Trois samedis passèrent. Pas un texto, pas un appel. La bastide retrouva sa quiétude originelle, avec ses petits déjeuners sous la treille et ses après-midi dans le hamac. Camille redécouvrait le plaisir de cuisiner pour deux, de préparer des plats qu’elle avait envie de goûter, sans la pression invisible d’une tablée à nourrir.

C’est Antoine qui finit par appeler sa sœur, un jeudi soir, après avoir tourné en rond dans la cuisine pendant une heure.

— Allô ?

— Corinne, c’est Antoine.

Silence. Pas glacial, juste lourd.

— Je voulais savoir comment vous alliez.

— On va bien. Les enfants ont repris l’école.

Nouveau silence. Puis Corinne soupira.

— Écoute, Antoine… J’ai réfléchi. Beaucoup.

— Ah oui ?

— Ouais. Le premier jour, j’étais furieuse. Vraiment. Je me disais que Camille avait pété un câble pour une histoire de barquette. Et puis j’en ai parlé à Jérôme. Tu sais ce qu’il m’a dit ?

— Quoi ?

— Il m’a dit : « Elle a raison. Ça fait trois mois qu’on se fait inviter sans jamais inviter en retour. T’as déjà proposé de faire un barbecue chez nous ? »

Antoine ne répondit pas. Il attendait la suite.

— Et j’ai réalisé que… que je ne l’avais jamais fait. Pas une seule fois. Je crois que je me suis laissée emporter par la beauté de la bastide, le fait que vous étiez là pour l’été, et j’ai oublié les bases. C’était nul. Vraiment nul.

— Corinne…

— Laisse-moi finir. Camille avait raison. Pas juste un peu, totalement raison. Je me suis comportée comme une imbécile. Et le pire, c’est que je ne m’en rendais même pas compte.

Elle renifla. Pleurait-elle ? Antoine n’en était pas sûr.

— Je vais l’appeler, dit-elle. Pas tout de suite, mais bientôt. Je veux lui présenter des excuses. De vraies excuses. Pas un texto pourri.

— Elle t’en veut pas, tu sais. Elle était juste à bout.

— Je sais. Et c’est ça le pire. Que j’aie pas vu qu’elle était à bout.

Ils raccrochèrent. Antoine resta un long moment assis dans la cuisine, le portable à la main, à regarder par la fenêtre les premières étoiles qui s’allumaient au-dessus du figuier. Il se sentait léger. Pas heureux, pas encore. Mais un poids avait glissé de ses épaules.

Il rejoignit Camille qui lisait sur le canapé du salon d’été, une tasse de verveine à la main.

— Je viens de parler à Corinne.

Camille releva les yeux par-dessus ses lunettes.

— Elle veut te présenter des excuses.

Sa femme reposa son livre. Elle ne dit rien, mais quelque chose dans son regard s’adoucit, comme une glace qui cède au premier dégel.

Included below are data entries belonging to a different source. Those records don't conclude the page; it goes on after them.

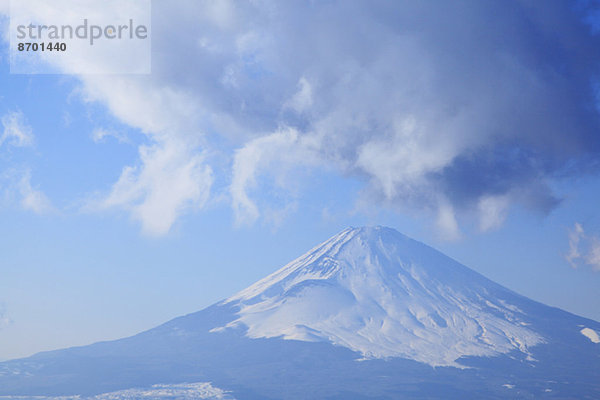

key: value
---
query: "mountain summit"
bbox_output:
[214,227,544,366]
[0,227,600,400]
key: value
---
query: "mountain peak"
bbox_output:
[216,226,544,366]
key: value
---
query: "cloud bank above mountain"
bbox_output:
[4,0,600,237]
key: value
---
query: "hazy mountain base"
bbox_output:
[0,382,235,400]
[0,227,600,400]
[0,303,600,400]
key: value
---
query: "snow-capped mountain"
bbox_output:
[0,227,600,400]
[214,227,544,366]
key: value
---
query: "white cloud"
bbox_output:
[96,140,213,235]
[0,169,55,214]
[0,111,34,147]
[565,222,600,272]
[478,196,510,232]
[230,128,319,225]
[437,203,461,241]
[18,171,54,214]
[0,307,12,329]
[92,128,129,143]
[4,0,600,237]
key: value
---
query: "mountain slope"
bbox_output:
[217,227,544,366]
[0,227,600,400]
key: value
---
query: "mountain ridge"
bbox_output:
[0,227,600,400]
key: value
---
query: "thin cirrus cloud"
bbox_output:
[565,222,600,272]
[0,111,54,214]
[3,0,600,238]
[0,111,34,147]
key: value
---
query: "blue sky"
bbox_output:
[0,0,600,359]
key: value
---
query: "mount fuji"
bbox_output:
[0,227,600,400]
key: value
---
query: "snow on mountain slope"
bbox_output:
[0,382,235,400]
[213,227,544,367]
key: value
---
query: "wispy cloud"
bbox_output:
[17,171,55,214]
[0,305,12,330]
[0,111,34,147]
[90,141,213,235]
[0,168,56,215]
[565,222,600,272]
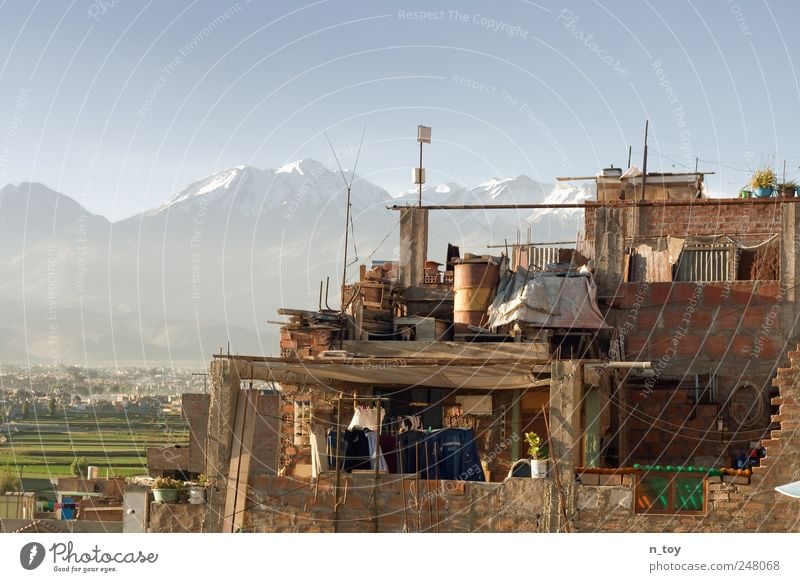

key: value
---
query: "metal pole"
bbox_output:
[333,394,342,533]
[642,119,650,200]
[372,398,381,533]
[340,186,350,316]
[419,142,423,206]
[386,198,800,212]
[544,406,570,533]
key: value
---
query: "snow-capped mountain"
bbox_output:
[145,159,389,218]
[0,159,590,364]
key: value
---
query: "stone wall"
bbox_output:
[151,352,800,532]
[584,199,783,239]
[245,474,561,533]
[150,501,207,533]
[181,394,211,473]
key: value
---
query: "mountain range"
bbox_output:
[0,159,593,365]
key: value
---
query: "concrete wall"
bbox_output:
[181,394,211,473]
[122,484,150,533]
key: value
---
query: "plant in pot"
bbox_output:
[189,473,208,505]
[153,477,183,503]
[778,180,797,198]
[750,167,777,198]
[525,432,548,479]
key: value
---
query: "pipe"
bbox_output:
[511,388,522,461]
[584,362,653,370]
[386,198,800,210]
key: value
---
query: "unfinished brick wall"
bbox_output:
[575,352,800,532]
[181,394,211,473]
[149,502,207,533]
[250,391,281,476]
[180,344,800,532]
[584,199,781,240]
[245,474,560,533]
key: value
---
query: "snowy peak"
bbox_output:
[146,158,389,218]
[155,166,252,212]
[527,182,594,226]
[471,174,550,204]
[275,158,326,176]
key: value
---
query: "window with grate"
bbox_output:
[634,471,708,515]
[294,400,311,447]
[673,243,736,282]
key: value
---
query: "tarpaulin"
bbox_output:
[487,269,609,329]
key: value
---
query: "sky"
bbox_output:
[0,0,800,220]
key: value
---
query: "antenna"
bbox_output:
[323,126,367,314]
[414,125,431,206]
[642,119,650,200]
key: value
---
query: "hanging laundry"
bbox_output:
[347,406,385,431]
[342,428,372,473]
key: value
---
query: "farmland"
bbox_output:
[0,411,189,478]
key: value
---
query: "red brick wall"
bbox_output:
[250,392,281,477]
[584,199,781,240]
[607,281,786,365]
[639,202,781,237]
[181,394,211,473]
[607,281,786,466]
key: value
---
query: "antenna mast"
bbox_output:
[325,126,367,315]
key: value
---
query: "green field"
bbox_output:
[0,412,189,478]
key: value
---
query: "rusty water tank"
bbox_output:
[453,259,500,333]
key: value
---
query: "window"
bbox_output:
[294,400,311,447]
[634,471,708,515]
[674,243,736,281]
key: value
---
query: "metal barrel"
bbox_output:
[453,260,500,333]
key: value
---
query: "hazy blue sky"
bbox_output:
[0,0,800,218]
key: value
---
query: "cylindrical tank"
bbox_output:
[453,260,500,333]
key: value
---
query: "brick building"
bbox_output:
[151,168,800,532]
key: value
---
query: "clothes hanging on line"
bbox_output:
[309,425,330,479]
[400,415,422,432]
[397,428,486,481]
[347,406,386,431]
[342,428,389,473]
[342,428,372,473]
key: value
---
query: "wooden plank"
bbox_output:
[222,390,247,533]
[342,341,550,360]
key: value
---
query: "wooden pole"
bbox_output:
[642,119,650,200]
[531,406,571,533]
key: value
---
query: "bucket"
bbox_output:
[189,485,206,505]
[531,459,548,479]
[453,260,500,333]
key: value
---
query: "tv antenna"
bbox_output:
[323,126,367,315]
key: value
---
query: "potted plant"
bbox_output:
[189,473,208,505]
[778,180,797,198]
[750,167,777,198]
[153,477,183,503]
[525,432,548,479]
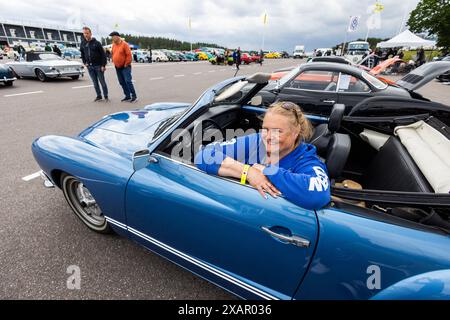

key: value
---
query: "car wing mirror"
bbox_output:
[133,149,153,171]
[250,96,263,107]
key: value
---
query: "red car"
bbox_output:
[241,53,261,64]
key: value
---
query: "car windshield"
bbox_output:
[361,71,388,90]
[39,53,62,60]
[214,80,256,103]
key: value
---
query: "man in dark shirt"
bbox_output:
[80,27,108,101]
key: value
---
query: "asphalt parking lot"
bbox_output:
[0,60,293,299]
[0,60,450,299]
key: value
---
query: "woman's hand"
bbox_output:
[247,165,281,199]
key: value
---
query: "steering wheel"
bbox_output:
[191,119,225,158]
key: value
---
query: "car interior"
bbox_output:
[156,82,450,234]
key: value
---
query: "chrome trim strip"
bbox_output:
[105,216,128,231]
[105,216,279,300]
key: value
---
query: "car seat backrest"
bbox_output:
[363,137,433,192]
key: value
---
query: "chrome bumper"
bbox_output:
[0,77,17,82]
[45,70,84,78]
[40,170,55,189]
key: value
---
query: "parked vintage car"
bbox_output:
[7,51,84,82]
[0,64,16,87]
[260,61,450,115]
[184,52,198,61]
[152,50,169,62]
[32,74,450,300]
[264,52,281,59]
[241,52,261,64]
[133,50,151,63]
[61,48,81,59]
[436,56,450,82]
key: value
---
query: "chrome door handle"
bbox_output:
[261,227,311,248]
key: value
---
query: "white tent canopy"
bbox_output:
[377,29,436,48]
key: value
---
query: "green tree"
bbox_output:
[408,0,450,50]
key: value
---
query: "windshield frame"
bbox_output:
[36,52,63,61]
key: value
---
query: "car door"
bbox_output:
[278,70,339,115]
[126,154,318,299]
[338,72,373,112]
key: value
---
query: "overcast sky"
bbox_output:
[0,0,419,51]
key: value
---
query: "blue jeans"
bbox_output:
[116,66,137,98]
[88,66,108,98]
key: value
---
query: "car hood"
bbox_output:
[79,103,190,159]
[0,65,12,77]
[397,61,450,91]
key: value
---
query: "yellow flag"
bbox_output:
[373,2,384,13]
[263,12,269,25]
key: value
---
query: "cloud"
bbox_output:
[0,0,418,51]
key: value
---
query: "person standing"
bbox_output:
[417,48,426,67]
[233,47,242,70]
[53,44,62,57]
[105,49,111,63]
[80,27,109,102]
[109,31,137,102]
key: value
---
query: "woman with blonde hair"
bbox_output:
[195,102,331,209]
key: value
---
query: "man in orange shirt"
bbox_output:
[109,31,137,102]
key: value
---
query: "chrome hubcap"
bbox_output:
[76,183,102,218]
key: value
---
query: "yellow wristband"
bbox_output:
[241,164,250,184]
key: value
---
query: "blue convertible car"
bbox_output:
[0,64,16,87]
[32,74,450,299]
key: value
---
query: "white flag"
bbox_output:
[347,16,360,32]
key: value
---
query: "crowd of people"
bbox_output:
[80,27,137,102]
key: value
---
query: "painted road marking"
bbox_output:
[72,84,94,89]
[22,171,41,182]
[4,91,44,98]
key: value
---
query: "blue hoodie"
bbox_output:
[195,134,331,210]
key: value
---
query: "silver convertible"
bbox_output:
[7,52,84,82]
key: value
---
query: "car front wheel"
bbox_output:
[61,174,112,234]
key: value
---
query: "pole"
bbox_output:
[261,25,266,52]
[341,30,348,57]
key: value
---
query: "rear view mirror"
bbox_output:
[250,96,263,107]
[133,150,150,171]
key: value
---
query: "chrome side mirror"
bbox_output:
[250,96,263,107]
[133,149,153,171]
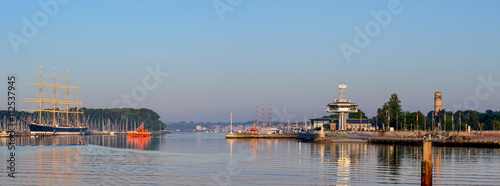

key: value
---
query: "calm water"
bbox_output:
[0,133,500,185]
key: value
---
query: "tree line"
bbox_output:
[372,93,500,131]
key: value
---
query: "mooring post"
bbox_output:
[421,141,433,186]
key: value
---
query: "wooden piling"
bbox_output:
[421,141,433,186]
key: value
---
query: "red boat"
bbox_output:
[127,123,151,137]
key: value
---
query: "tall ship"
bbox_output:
[24,67,88,134]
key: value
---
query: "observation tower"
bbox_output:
[326,83,358,130]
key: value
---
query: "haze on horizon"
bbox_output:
[0,0,500,122]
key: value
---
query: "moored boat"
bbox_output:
[127,123,151,137]
[21,67,88,135]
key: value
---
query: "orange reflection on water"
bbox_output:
[127,137,151,150]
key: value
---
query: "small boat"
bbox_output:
[127,123,151,137]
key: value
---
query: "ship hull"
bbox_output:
[28,124,88,135]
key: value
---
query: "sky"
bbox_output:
[0,0,500,122]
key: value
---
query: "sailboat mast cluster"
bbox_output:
[25,67,87,134]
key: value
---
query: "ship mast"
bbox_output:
[23,66,82,126]
[66,70,69,126]
[38,65,42,124]
[76,82,80,127]
[52,67,56,126]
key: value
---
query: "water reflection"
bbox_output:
[0,135,162,150]
[0,133,500,185]
[127,137,151,150]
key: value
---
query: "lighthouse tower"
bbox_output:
[326,83,358,130]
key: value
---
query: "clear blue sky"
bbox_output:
[0,0,500,122]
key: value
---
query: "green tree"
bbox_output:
[377,93,404,130]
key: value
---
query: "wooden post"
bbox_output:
[421,141,433,186]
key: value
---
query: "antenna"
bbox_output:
[253,105,259,127]
[269,102,271,127]
[229,112,233,134]
[339,82,347,101]
[261,103,265,128]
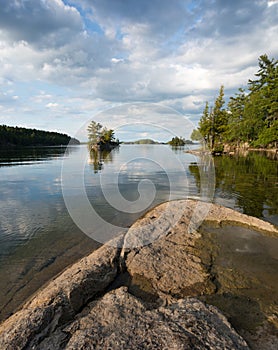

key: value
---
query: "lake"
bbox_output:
[0,145,278,319]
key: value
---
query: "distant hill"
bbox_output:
[0,125,80,147]
[124,139,163,145]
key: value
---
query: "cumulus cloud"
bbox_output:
[0,0,278,137]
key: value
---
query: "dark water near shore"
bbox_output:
[0,145,278,319]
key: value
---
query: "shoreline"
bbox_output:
[0,200,278,349]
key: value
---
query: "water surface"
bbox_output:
[0,145,278,318]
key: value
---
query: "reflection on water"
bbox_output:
[89,147,116,174]
[189,152,278,225]
[0,145,278,319]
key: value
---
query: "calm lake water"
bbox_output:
[0,145,278,319]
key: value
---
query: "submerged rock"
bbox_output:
[0,200,278,350]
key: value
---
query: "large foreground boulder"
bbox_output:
[0,200,278,350]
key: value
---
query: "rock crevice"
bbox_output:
[0,200,278,350]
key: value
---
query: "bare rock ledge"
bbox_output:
[0,200,278,350]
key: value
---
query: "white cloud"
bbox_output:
[0,0,278,139]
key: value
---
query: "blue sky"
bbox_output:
[0,0,278,141]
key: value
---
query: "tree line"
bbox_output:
[0,125,79,147]
[191,55,278,152]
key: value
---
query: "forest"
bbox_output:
[191,55,278,152]
[0,125,79,148]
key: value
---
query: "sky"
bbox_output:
[0,0,278,141]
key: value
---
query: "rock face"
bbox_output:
[0,201,278,350]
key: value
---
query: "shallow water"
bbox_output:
[0,145,278,318]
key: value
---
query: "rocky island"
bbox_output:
[0,200,278,350]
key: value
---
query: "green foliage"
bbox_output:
[87,121,119,148]
[198,55,278,151]
[168,136,186,147]
[198,86,228,150]
[0,125,79,147]
[190,129,203,141]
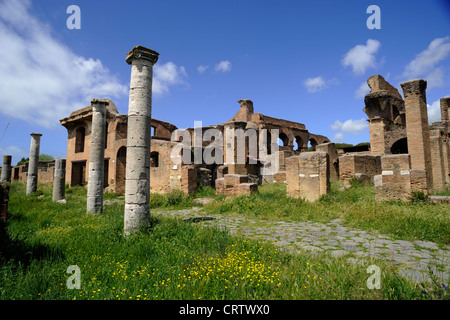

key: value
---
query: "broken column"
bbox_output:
[27,133,42,194]
[0,156,12,182]
[86,99,108,213]
[124,46,159,235]
[52,158,66,201]
[440,97,450,188]
[400,79,433,194]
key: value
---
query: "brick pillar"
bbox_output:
[286,151,330,201]
[52,158,66,201]
[285,156,300,199]
[400,79,433,194]
[429,130,445,191]
[124,46,159,235]
[374,154,412,201]
[0,156,12,182]
[27,133,42,194]
[439,97,450,121]
[86,99,108,213]
[368,117,386,156]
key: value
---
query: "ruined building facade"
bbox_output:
[339,75,450,200]
[55,99,329,194]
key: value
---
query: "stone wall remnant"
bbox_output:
[286,151,330,201]
[124,46,159,235]
[86,99,108,214]
[400,79,433,194]
[52,158,66,201]
[27,132,42,194]
[0,155,12,182]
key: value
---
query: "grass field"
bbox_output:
[0,183,450,300]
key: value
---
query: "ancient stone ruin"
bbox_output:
[1,46,450,208]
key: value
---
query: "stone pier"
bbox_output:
[286,151,330,202]
[124,46,159,235]
[0,156,12,182]
[27,133,42,194]
[52,158,66,201]
[86,99,108,213]
[400,79,433,194]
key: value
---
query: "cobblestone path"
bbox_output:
[152,207,450,285]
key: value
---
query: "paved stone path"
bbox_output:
[152,207,450,285]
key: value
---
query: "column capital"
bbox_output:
[91,99,109,105]
[400,79,427,98]
[125,46,159,64]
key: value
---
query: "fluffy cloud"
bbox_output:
[342,39,381,75]
[303,76,339,93]
[330,118,369,134]
[330,118,369,142]
[197,65,209,73]
[333,132,345,142]
[403,37,450,88]
[355,81,370,99]
[152,61,187,95]
[0,0,128,128]
[214,60,231,72]
[427,99,441,124]
[0,146,30,165]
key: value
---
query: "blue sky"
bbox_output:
[0,0,450,164]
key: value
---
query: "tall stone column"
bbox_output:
[0,156,12,182]
[124,46,159,235]
[27,133,42,194]
[52,158,66,201]
[400,79,433,193]
[86,99,108,213]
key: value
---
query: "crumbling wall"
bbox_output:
[286,151,330,201]
[339,154,381,186]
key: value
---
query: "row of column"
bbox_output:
[2,46,159,235]
[0,133,66,201]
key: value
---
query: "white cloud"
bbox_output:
[0,0,128,127]
[330,118,369,134]
[303,76,339,93]
[214,60,231,72]
[403,37,450,88]
[342,39,381,75]
[152,61,188,95]
[427,99,441,124]
[333,132,345,142]
[197,65,209,73]
[355,81,370,99]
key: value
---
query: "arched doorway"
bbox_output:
[307,138,317,151]
[391,138,408,154]
[116,147,127,193]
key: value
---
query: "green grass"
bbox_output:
[203,181,450,245]
[0,183,445,300]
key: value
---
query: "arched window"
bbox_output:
[278,132,289,147]
[150,151,159,168]
[294,136,303,151]
[391,138,408,154]
[116,122,127,140]
[308,138,317,151]
[75,127,86,153]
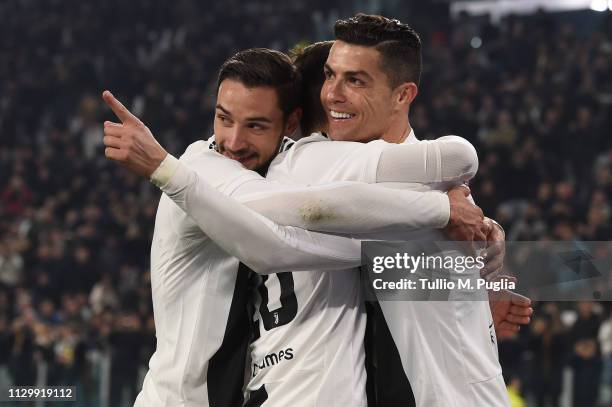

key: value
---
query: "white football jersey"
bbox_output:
[136,138,448,407]
[247,134,508,407]
[366,133,510,407]
[135,142,360,407]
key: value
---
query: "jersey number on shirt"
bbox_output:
[259,272,297,331]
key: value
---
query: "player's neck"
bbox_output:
[381,120,412,144]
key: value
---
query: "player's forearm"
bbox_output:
[376,136,478,184]
[151,157,361,274]
[153,150,450,235]
[243,183,450,235]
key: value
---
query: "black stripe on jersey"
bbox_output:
[207,263,253,407]
[243,384,268,407]
[365,302,418,407]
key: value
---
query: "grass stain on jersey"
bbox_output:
[299,202,336,225]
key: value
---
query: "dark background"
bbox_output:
[0,0,612,407]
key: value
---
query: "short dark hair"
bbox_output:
[334,13,422,88]
[217,48,300,118]
[293,41,334,136]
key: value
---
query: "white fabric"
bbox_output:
[136,135,464,406]
[380,133,510,407]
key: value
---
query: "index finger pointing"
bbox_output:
[102,90,138,123]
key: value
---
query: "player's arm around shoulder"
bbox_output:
[435,135,478,182]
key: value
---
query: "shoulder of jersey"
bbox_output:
[292,133,331,148]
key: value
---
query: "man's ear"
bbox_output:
[285,107,302,137]
[395,82,419,107]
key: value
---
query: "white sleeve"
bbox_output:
[376,136,478,184]
[152,156,361,274]
[242,136,478,235]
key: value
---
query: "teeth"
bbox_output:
[330,110,355,119]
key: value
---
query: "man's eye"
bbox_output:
[217,114,232,124]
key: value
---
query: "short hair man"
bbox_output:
[104,50,494,406]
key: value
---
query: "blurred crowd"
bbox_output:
[0,0,612,407]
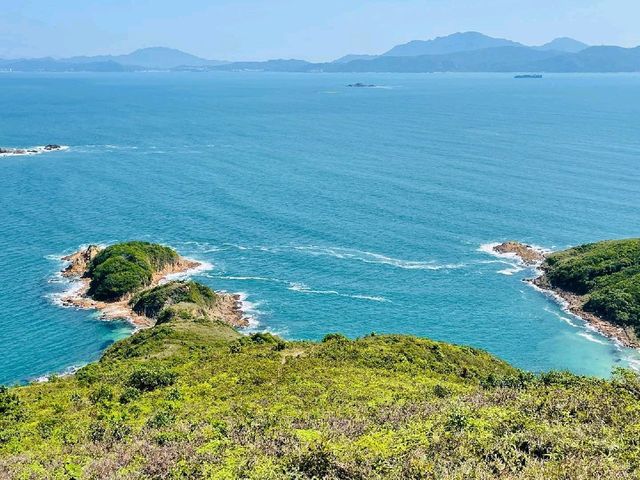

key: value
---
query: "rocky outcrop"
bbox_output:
[62,245,102,278]
[61,245,249,328]
[0,143,67,156]
[493,241,545,266]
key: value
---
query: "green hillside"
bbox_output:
[0,318,640,479]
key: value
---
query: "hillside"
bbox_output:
[538,239,640,337]
[0,240,640,480]
[0,319,640,479]
[383,32,523,57]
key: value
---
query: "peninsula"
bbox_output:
[494,238,640,348]
[0,242,640,480]
[62,242,248,328]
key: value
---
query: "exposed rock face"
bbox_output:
[61,245,249,328]
[493,241,545,265]
[62,245,102,277]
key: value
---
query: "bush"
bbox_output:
[87,242,179,300]
[127,367,178,392]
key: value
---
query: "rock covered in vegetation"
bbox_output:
[62,242,248,327]
[493,241,545,265]
[86,242,180,300]
[535,239,640,346]
[0,319,640,480]
[130,281,248,327]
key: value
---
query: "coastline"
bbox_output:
[491,242,640,349]
[60,245,250,331]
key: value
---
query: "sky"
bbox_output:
[0,0,640,61]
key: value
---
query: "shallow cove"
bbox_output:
[0,73,640,383]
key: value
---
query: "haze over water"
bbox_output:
[0,73,640,383]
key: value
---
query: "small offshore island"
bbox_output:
[494,238,640,348]
[61,242,248,328]
[0,240,640,480]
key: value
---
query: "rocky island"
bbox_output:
[494,239,640,348]
[0,144,67,156]
[61,242,248,327]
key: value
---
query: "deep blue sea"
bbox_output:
[0,73,640,383]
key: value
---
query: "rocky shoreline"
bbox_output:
[60,245,249,329]
[493,241,640,348]
[0,143,69,156]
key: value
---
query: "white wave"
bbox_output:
[159,257,213,284]
[544,307,581,327]
[293,245,465,270]
[236,292,264,331]
[478,242,523,265]
[578,332,609,345]
[497,266,524,275]
[288,282,391,303]
[31,363,87,383]
[477,242,547,275]
[0,145,70,157]
[209,275,284,283]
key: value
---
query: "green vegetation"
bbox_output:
[130,281,218,325]
[87,242,179,300]
[543,239,640,334]
[0,314,640,479]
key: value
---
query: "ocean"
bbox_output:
[0,73,640,384]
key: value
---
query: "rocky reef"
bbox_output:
[0,143,67,156]
[493,241,545,266]
[61,242,248,327]
[493,239,640,348]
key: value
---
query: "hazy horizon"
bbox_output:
[0,0,640,61]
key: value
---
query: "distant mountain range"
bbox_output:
[0,32,640,73]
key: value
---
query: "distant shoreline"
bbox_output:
[492,242,640,349]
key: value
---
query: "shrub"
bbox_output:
[127,367,178,392]
[87,242,179,300]
[543,239,640,332]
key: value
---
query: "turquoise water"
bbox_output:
[0,73,640,383]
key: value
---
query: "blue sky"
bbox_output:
[0,0,640,61]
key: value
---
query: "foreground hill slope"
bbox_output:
[0,317,640,479]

La bastide s’endormit ce soir-là avec un silence plus plein que les semaines précédentes. Un silence de réconciliation en suspens, de fierté aussi — celle d’avoir tenu bon, d’avoir mis un point final à trois mois de gêne étouffée.

Le lendemain matin, Camille reçut un texto. Pas « on est dans le coin ». Juste : « Je suis désolée. Vraiment. Est-ce que je peux t’appeler ? »

Camille sourit. Elle répondit : « Dimanche midi. Mais cette fois, tu ramènes le dessert. »

Trois petits points clignotèrent. Puis la réponse arriva : « Marché conclu. Et même deux desserts. »

Camille envoya un émoji barbecue. Corinne répondit par un émoji sourire. C’était un début. Pas un oubli, pas un effacement des semaines épuisantes — mais un début.

Elle posa son téléphone sur la table de jardin et leva les yeux vers le figuier. Les fruits commençaient tout juste à mûrir. Ce weekend, elle irait en cueillir pour faire une tarte. Pour deux.